Trois questions sur la proposition de loi pour "l’accès direct" des patients à certains infirmiers, kinés et orthophonistes
"Ce texte répond à deux objectifs : lutter contre les déserts médicaux et améliorer l’accès aux soins." La députée du Loiret et rhumatologue Stéphanie Rist (Renaissance) est parvenue à faire adopter sa proposition de loi, jeudi 19 janvier, permettant l’ouverture d’un "accès direct" des patients à certains infirmiers, kinésithérapeutes et orthophonistes.
En clair, le texte vise à donner aux patients l'accès à ces professionnels de santé sans devoir passer par leur médecin traitant, et ce, tout en étant remboursés. Voté à l'unanimité en première lecture, avec l'abstention du RN et de LR, il "redit que le médecin généraliste est au centre du parcours", mais permet "qu'il ne soit pas le premier vu en consultation, mais peut-être le deuxième", a expliqué la députée de la majorité.
Le texte sera examiné par le Sénat le 14 février. Franceinfo vous explique ce qu'il contient précisément et pourquoi il suscite une vive opposition des médecins.
1 Quelles sont les professions concernées par cet "accès direct" ?
La proposition de loi vise notamment à élargir les missions des infirmiers en pratique avancée (IPA), un statut créé par la loi Touraine de 2016 puis un décret en 2018, qui permet d'obtenir un meilleur salaire et un peu plus d'autonomie, avec un élargissement des compétences sur des pathologies ciblées. La pratique avancée requiert un diplôme à bac +5, et non à bac +3 comme les infirmiers diplômés d’Etat.
Les kinésithérapeutes et orthophonistes exerçant dans des établissements de santé sont également ciblés et seraient autorisés, si la loi est entérinée, à faire certaines prescriptions de soins et médicaments.
2 Qu'est-ce que ça change pour le patient ?
Les IPA, que l'on appelle aussi "infirmiers experts", auront la possibilité d'établir certaines prescriptions de soins et de médicaments. Les patients pourront prendre rendez-vous directement avec eux, ainsi qu'avec les masseurs-kinésithérapeutes et les orthophonistes, sans avoir besoin de se faire prescrire les séances par leur médecin traitant, comme c'est le cas actuellement.
Contre l'avis du gouvernement, l'Assemblée a adopté un amendement pour que la mesure s'applique à dix séances de kiné plutôt que cinq. Les députés ont aussi soutenu une proposition du macroniste Karl Olive pour permettre aux kinés de prescrire une activité physique adaptée (APA), notamment aux patients atteints d'une affection de longue durée.

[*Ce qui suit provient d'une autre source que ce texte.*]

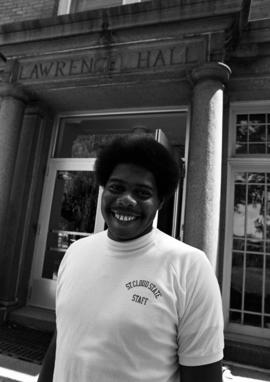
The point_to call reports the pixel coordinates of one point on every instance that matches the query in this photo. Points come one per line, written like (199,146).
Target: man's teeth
(125,218)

Dans la même logique, le texte renforce les prérogatives des assistants dentaires, avec un nouveau statut d'assistant en médecine bucco-dentaire. Les pédicures-podologues pourront prescrire des orthèses plantaires, et les opticiens adapter une prescription des ophtalmologues.
Le pharmacien pourrait renouveler les traitements chroniques pour une durée maximale de trois mois, lorsque le médecin prescripteur n'est pas disponible. Et les députés ont voté une expérimentation dans cinq départements autorisant des pharmaciens biologistes médicaux à dépister le cancer du col de l'utérus.
3 Pourquoi cette mesure suscite-t-elle la colère des médecins ?
La grande majorité des syndicats et l'ordre des médecins sont très réticents à l'idée de déléguer davantage de tâches. "On est à un niveau d'externe de médecine qui n'a pas du tout les compétences pour gérer un patient tout seul", déplore auprès de franceinfo le docteur Julien Sibour, généraliste dans les Bouches-du-Rhône et porte-parole du collectif Médecins pour demain, qui se dit en totale opposition avec cette proposition de loi. "Il faut vraiment que les gens comprennent que leur santé va être mise en danger, qu'il va y avoir des retards de prise en charge, des erreurs médicales", ajoute-t-il.
"C'est très difficile de faire un bon pronostic. Si, par exemple, vous souffrez d'une douleur abdominale, cela peut être une gastro, un infarctus, une pathologie chirurgicale, et seul le médecin peut diagnostiquer les causes de la douleur", illustre le docteur Jean-François Delahaye, président du conseil de l'ordre des médecins de Bretagne, dans les colonnes du Télégramme.
De son côté, la députée Stéphanie Rist estime, dans le Le Journal du dimanche (article réservé aux abonnés), qu'il s'agit seulement de se remettre "à niveau par rapport aux autres pays qui, depuis très longtemps, font plus confiance aux autres professionnels de santé. Les infirmières de pratique avancée, c’est quelque chose qui existe depuis 1962 aux Etats-Unis par exemple." Et d'ajouter : "Ces professions-là ne sont pas des 'petits médecins' : elles sont complémentaires."